Cemaatle kılınan namazlarda cemaatin, ikāmetin hangi kısmında ayağa kalkmasının uygun olacağı konusunda farklı görüşler vardır. Hanefîler kāmet getiren kişi "Hayye ale'l-felâh" deyince, Şâfiîler ikāmet bittikten sonra kalkılmasını uygun görürken Hanbelîler, "Kad kāmeti's-salâh" denildikten sonra kalkılmasını sünnet kabul ederler. Mâlikî mezhebine göre bu konuda herhangi bir sınırlama yoktur.
Bir camide cemaatle namaz kılındıktan sonra gelen kimselerin ezan okuyup kāmet getirmeleri Hanefîler'e göre mekruhtur. Mâlikî ve Şâfiî mezheplerinde tercih edilen görüşe göre ise sonraki cemaat için ezan ve ikāmet müstehaptır. Ancak kendileri işitebilecekleri bir sesle okumalıdırlar. Mescidin bir yol kenarında bulunması, belli bir cemaate sahip bir mahalle veya semt camisi olmaması yahut kendi cemaatinden önce başkalarının namaz kılması halinde Hanefîler de bu görüşü benimser. Hanbelîler ise ezan ve ikāmet okuyup okumamayı kişinin tercihine bırakmışlardır.

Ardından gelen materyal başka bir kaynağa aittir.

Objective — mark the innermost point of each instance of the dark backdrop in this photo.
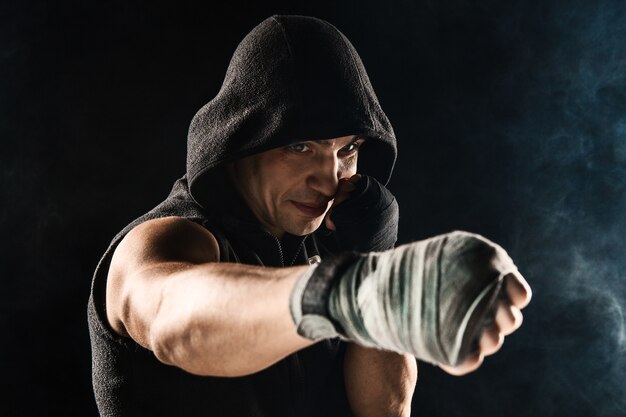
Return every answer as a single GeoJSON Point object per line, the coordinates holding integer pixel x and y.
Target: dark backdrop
{"type": "Point", "coordinates": [511, 122]}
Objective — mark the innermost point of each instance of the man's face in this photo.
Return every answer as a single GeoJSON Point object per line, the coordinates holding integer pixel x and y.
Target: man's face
{"type": "Point", "coordinates": [291, 189]}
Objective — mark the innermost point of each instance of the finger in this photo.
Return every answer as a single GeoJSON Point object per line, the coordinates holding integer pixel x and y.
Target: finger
{"type": "Point", "coordinates": [518, 290]}
{"type": "Point", "coordinates": [344, 189]}
{"type": "Point", "coordinates": [330, 225]}
{"type": "Point", "coordinates": [466, 367]}
{"type": "Point", "coordinates": [355, 178]}
{"type": "Point", "coordinates": [491, 341]}
{"type": "Point", "coordinates": [508, 318]}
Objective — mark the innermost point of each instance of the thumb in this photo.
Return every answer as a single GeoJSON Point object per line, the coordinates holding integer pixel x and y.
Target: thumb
{"type": "Point", "coordinates": [330, 225]}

İkāmeti duyan kimsenin ikāmet sözlerini tekrar etmesi, "Hayye ale's-salâh" ve "Hayye ale'l-felâh" sözlerinin yerine de "Lâ havle velâ kuvvete illâ billâh" (Bütün güç ve hareket ancak Allah'ın iradesiyledir) cümlesini söylemesi, "Kad kāmeti's-salâh" cümlesinden sonra da Hz. Peygamber'den rivayet edilen "Ekāmehallāhü ve edâmehâ" (Allah namazı sürekli kılsın) (Ebû Dâvûd, "Ṣalât", 37) şeklindeki duayı ilâve etmesi müstehaptır.
Resûl-i Ekrem'in ezan ve ikāmet arasında yapılan duaların kabul edileceğini belirterek, "Allah'tan dünyada ve âhirette afiyet isteyin" dediği rivayet edilmiş (Tirmizî, "Daʿavât", 129; Müsned, III, 119; Ebû Dâvûd, "Ṣalât", 36), yeni doğan bebeğin sağ kulağına hafif sesle ezan, sol kulağına da ikāmet okunması mendup sayılmıştır (Ebû Dâvûd, "Edeb", 108; Tirmizî, "Eḍâḥî", 17).